Pork stir fry with noodles
Pork stir fry with noodles
Pork stir fry with gluten free rice noodles (or even gluten free mung bean noodles) is a popular Asian dish that has found a home in many other kitchens around the world and amongst different cultures. Replace pork with a meat, fish or seafood of your choice and be playful with the choice of vegetables – some luscious greens would make great tasty additions.
Ingredients
- 500g lean minced pork or chicken
- 425g Asian vegetables eg: Bamboo shoots, baby corn, bean sprouts
- 2 tablespoons olive oil or vegetable oil
- 55g fresh broccoli, cut into florets
- 6 fresh snow peas, julienned
- 1 chilli, chopped
- 1 tablespoon garlic, minced
- 1 tablespoon wheat and gluten free Tamari
- 1 tablespoon agave or apple or pear concentrate (optional)
- 1 packet vermicelli glass noodles
- 1/2 cup fresh coriander, chopped
- 1 cup fresh bean sprouts
Method
- In a wok or large saucepan on a high heat, add the oil and cook the garlic and pork mince for 5 minutes or until brown.
- Add vegetables, tamari, apple or agave concentrate.
- When vegetables are cooked to your liking, remove and gently stir through fresh bean sprouts and coriander.
- In a separate pot cook noodles according to the instructions on the packet.

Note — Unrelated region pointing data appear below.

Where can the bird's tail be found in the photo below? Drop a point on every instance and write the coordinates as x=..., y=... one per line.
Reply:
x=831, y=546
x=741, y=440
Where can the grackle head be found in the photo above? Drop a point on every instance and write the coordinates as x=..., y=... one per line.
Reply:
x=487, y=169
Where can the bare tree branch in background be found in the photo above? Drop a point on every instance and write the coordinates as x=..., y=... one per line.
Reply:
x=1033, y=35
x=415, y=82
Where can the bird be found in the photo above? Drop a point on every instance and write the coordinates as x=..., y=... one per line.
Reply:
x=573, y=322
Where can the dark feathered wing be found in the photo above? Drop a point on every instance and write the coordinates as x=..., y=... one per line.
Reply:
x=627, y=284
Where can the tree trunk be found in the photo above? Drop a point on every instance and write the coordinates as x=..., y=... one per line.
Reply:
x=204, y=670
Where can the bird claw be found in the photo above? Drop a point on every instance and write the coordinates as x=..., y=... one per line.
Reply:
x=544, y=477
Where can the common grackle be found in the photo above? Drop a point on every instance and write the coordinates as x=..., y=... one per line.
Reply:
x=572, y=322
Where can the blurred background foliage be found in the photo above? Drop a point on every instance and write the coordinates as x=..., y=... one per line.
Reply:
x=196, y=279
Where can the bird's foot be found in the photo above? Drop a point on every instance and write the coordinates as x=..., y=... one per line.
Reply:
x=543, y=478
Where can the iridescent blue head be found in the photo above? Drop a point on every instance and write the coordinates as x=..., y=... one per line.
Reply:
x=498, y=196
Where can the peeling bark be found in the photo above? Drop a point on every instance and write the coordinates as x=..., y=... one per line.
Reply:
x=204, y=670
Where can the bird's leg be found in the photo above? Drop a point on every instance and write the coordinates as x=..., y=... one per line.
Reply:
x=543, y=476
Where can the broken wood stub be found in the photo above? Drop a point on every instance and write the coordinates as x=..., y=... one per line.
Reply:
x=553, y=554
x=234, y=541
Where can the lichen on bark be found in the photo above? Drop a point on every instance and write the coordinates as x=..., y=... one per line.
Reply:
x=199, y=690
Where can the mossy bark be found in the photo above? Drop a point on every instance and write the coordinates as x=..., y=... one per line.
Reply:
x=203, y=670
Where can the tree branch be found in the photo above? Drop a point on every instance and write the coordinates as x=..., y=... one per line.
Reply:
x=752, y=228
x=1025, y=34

- Place noodles on a long serving plate and top with the cooked stir fry ingredients.
Inspirations
- Replace Vermicelli glass noodles (made from mung bean or green pea flour) with vegetable noodles, or kelp noodles
- Or use vegetables instead of noodles: 1. Fry half a finely sliced cabbage and 3 finely chopped garlic cloves in olive oil. 2. Add 1 finely grated carrot and zucchini and cook for 5 minutes. 3. Add 2 tablespoons of gluten free fish sauce. 4. Add mince and stir fry for 10 minutes or until mince is cooked.